The BIR is usually cursed because the
citizens who pay their taxes do not see the goods and services that these taxes
are supposed to buy. The BIR has no say over how its collections are disbursed,
but to the ordinary citizen, the failure of the government to deliver goods and
services is sufficient reason to regard the BIR as an agency engaged in
legalized extortion.
The BIR is cursed even more frequently
these days because the government has not been spending as much as it should.
From January to June, the government spent P18.3 billion less than it had
programmed; during that same period, the BIR exceeded its target of P66.9
billion by nearly a billion pesos.
The P18.3-billion shortfall in government
spending included P2.7 billion for debt service, P2.5 billion for government agencies
and P2.2 billion for local governments. The slash in expenditures for local governments amounts of about 24 percent of the P9.1 billion
originally programmed.
In effect, the government violated the
tacit services-for-taxes bargain it has made with the citizenry -- and much of
the blame is heaped on the BIR even though the shortfall in services was due to
the failure of other revenue-generating agencies, notably the Bureau of Customs
and the Asset Privatization Trust.
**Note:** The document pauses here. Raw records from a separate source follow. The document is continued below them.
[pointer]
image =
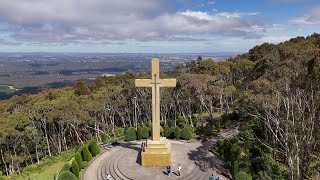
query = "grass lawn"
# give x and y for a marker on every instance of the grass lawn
(46, 169)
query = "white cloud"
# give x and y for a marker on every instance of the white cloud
(310, 17)
(72, 21)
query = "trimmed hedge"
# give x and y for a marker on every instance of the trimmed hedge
(243, 176)
(78, 158)
(66, 167)
(177, 132)
(130, 134)
(186, 133)
(67, 175)
(145, 132)
(84, 164)
(87, 156)
(162, 131)
(139, 133)
(171, 132)
(103, 137)
(94, 147)
(165, 131)
(75, 168)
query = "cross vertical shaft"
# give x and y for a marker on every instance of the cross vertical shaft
(155, 83)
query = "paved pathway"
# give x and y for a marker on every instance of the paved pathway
(123, 162)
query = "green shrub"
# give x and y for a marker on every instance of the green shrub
(94, 147)
(66, 167)
(103, 137)
(67, 175)
(75, 168)
(87, 156)
(186, 133)
(177, 132)
(84, 164)
(243, 176)
(78, 158)
(145, 132)
(165, 131)
(131, 134)
(171, 132)
(234, 168)
(120, 132)
(162, 131)
(139, 133)
(80, 151)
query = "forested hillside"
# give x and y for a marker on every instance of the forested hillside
(276, 85)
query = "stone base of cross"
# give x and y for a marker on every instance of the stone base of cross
(158, 150)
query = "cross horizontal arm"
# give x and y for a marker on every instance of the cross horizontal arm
(167, 82)
(143, 82)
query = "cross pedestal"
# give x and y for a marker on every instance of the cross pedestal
(158, 150)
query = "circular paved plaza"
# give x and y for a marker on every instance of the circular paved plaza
(123, 162)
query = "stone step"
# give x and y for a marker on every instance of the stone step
(196, 174)
(190, 175)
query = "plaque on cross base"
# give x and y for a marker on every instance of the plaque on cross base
(157, 151)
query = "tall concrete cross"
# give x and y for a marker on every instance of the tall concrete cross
(155, 83)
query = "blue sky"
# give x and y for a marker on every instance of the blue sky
(147, 26)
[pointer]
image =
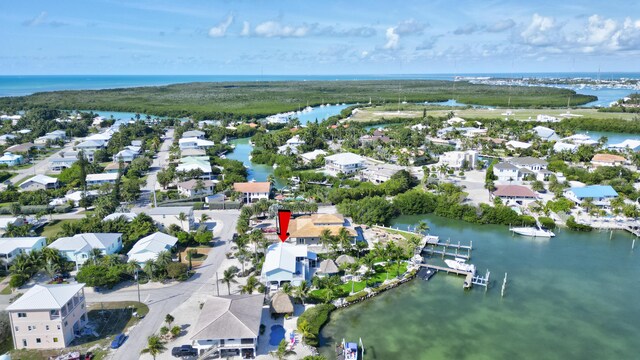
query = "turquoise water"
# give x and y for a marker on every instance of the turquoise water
(570, 297)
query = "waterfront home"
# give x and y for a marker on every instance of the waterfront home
(167, 216)
(99, 179)
(229, 323)
(195, 143)
(14, 221)
(6, 138)
(11, 159)
(311, 156)
(308, 229)
(148, 248)
(345, 163)
(608, 160)
(12, 247)
(545, 133)
(48, 316)
(39, 182)
(195, 187)
(515, 195)
(77, 248)
(379, 173)
(253, 191)
(459, 159)
(193, 134)
(191, 163)
(287, 263)
(600, 195)
(20, 148)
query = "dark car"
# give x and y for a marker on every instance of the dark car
(184, 350)
(118, 340)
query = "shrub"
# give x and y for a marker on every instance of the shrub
(315, 317)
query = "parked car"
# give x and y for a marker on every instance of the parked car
(118, 340)
(184, 350)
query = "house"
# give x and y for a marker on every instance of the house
(194, 143)
(229, 323)
(39, 182)
(193, 134)
(460, 159)
(287, 263)
(11, 159)
(48, 316)
(99, 179)
(308, 229)
(167, 216)
(253, 191)
(600, 195)
(545, 133)
(379, 173)
(192, 163)
(78, 248)
(11, 247)
(311, 156)
(345, 163)
(515, 194)
(148, 248)
(190, 188)
(5, 138)
(6, 221)
(608, 160)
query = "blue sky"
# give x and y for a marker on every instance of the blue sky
(316, 37)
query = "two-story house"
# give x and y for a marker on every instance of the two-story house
(48, 316)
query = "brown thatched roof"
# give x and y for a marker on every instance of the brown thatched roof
(281, 303)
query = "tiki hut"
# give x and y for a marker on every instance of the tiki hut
(345, 259)
(281, 303)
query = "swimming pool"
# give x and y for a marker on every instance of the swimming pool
(276, 335)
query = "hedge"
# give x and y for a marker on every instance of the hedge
(316, 317)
The P14 billion in uncollected taxes Sen.
Ernesto Herrera has been railing against are really customs duties and, as
such, the responsibility of the Bureau of Customs, not the BIR.
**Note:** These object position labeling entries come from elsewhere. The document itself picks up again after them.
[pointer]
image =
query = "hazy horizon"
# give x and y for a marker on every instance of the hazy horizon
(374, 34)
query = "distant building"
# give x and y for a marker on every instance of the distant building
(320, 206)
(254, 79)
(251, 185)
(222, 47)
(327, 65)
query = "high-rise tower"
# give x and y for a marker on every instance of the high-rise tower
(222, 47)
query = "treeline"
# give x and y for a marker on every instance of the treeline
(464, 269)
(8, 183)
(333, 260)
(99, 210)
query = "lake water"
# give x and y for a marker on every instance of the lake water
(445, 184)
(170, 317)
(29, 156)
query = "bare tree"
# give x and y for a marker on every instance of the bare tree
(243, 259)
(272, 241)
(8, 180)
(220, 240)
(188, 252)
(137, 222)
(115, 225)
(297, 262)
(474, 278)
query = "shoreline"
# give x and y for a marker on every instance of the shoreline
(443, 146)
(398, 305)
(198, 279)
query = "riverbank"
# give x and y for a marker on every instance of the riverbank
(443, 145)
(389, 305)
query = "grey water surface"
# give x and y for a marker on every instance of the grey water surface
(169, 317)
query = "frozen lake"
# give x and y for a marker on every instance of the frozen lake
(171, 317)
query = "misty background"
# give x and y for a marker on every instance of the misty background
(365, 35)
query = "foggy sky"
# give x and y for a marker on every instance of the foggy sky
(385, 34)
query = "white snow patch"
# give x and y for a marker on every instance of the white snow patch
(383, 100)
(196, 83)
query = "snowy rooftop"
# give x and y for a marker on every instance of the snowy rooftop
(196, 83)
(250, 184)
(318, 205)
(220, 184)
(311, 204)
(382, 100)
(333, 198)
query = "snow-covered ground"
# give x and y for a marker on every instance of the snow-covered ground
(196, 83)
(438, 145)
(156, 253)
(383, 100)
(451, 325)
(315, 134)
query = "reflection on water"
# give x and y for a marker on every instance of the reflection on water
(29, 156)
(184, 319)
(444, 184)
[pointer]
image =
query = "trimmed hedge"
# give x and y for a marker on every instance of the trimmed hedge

The BIR also gets criticized when the
administration proposes to raise taxes or to impose new ones. The usual
argument is that the BIR should first run after big-time tax evaders before
squeezing more money out of corporations and individuals that already pay their
taxes religiously.
While this argument should more properly
be directed toward the national government than toward the BIR, the BIR is not exactly
blameless in this regard. Since the BIR places undue stress on meeting its
collection targets, its officials find it more efficient to collect more money
from those who pay without complaint and to enter into compromise agreements to
avoid litigation with those who have huge arrears.
Moreover, the wide discretion given to BIR
officials to enter into such compromise agreements is open to abuse. Many such agreements
are grossly disadvantageous to the government - and invariably, the suspicion
arises that one or the other revenue official received money under the table.
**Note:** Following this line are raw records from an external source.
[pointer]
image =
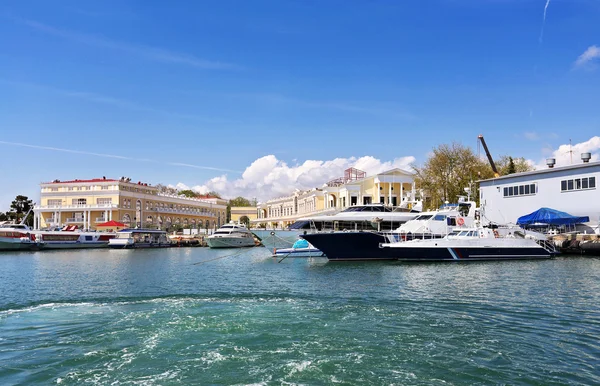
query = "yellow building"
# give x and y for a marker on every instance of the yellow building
(86, 203)
(242, 214)
(394, 187)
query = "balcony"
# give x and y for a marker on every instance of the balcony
(75, 207)
(192, 212)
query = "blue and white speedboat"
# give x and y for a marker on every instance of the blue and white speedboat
(301, 248)
(475, 243)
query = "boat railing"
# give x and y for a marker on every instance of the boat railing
(548, 246)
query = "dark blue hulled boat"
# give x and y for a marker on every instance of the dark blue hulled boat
(365, 245)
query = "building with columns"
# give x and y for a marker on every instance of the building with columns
(86, 203)
(394, 187)
(241, 214)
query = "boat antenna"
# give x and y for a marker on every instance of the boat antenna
(25, 217)
(570, 150)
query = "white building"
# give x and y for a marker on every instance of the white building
(572, 189)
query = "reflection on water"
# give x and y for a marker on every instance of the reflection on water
(201, 316)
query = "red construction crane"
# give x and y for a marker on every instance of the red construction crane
(487, 152)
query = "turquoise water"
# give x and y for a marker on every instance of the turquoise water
(157, 317)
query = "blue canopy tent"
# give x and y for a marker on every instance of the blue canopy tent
(551, 217)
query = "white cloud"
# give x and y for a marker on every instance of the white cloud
(269, 177)
(566, 152)
(592, 53)
(532, 136)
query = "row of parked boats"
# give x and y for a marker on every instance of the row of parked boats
(21, 237)
(453, 232)
(366, 232)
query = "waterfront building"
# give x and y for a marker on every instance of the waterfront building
(243, 214)
(86, 203)
(394, 187)
(572, 189)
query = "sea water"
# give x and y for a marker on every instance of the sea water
(237, 317)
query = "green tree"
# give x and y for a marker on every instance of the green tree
(19, 208)
(448, 171)
(511, 166)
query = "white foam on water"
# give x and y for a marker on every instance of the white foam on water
(212, 357)
(45, 306)
(297, 367)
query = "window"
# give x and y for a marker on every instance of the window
(578, 184)
(520, 190)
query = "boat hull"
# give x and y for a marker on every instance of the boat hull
(274, 239)
(357, 246)
(229, 242)
(349, 246)
(75, 245)
(141, 245)
(298, 252)
(468, 253)
(17, 246)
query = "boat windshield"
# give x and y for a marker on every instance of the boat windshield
(424, 217)
(368, 209)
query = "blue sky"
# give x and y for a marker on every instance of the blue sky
(265, 86)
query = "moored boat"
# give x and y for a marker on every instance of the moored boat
(70, 238)
(231, 236)
(17, 237)
(301, 248)
(140, 238)
(475, 243)
(365, 245)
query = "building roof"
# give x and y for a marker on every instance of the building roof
(81, 181)
(544, 171)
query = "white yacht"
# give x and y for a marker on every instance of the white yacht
(69, 237)
(140, 238)
(17, 237)
(231, 235)
(476, 243)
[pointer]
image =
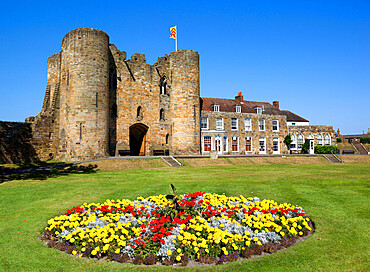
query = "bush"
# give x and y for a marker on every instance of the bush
(325, 149)
(305, 147)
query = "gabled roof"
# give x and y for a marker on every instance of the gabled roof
(226, 105)
(290, 116)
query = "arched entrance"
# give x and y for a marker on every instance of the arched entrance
(137, 139)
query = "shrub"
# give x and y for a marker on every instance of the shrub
(325, 149)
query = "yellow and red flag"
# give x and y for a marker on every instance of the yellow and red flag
(173, 32)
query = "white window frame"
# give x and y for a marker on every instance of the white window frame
(225, 144)
(300, 141)
(259, 146)
(250, 124)
(203, 138)
(325, 139)
(251, 151)
(222, 123)
(237, 141)
(320, 139)
(276, 139)
(263, 124)
(204, 118)
(231, 124)
(277, 125)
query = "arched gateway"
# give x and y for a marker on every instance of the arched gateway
(137, 139)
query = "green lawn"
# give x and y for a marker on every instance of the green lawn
(335, 196)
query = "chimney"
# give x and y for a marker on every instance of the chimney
(239, 97)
There are many BIR agents who are
obviously living beyond their means. Their unexplained prosperity leads to the inescapable
conclusion that they have been receiving payoffs from corporations and
individuals whose tax liabilities they have either reduced or overlooked.
And so, the way the BIR goes about
collecting taxes, while “efficient” in a certain sense, reinforces the image of
the BIR as an unjust, inequitable and even corrupt organization.
This is the image the BIR has as it
celebrates today the 88th year of its existence. It is regarded as the classic
example of a necessary evil - to the point that the necessity of its existence
forces many government officials to overlook the many evils the bureau and its
more corrupt officials and agents continue to perpetrate.
The task of the BIR is to conduct itself
in such a way as to persuade the citizenry that it is a necessary organization
which is not more evil than is necessary.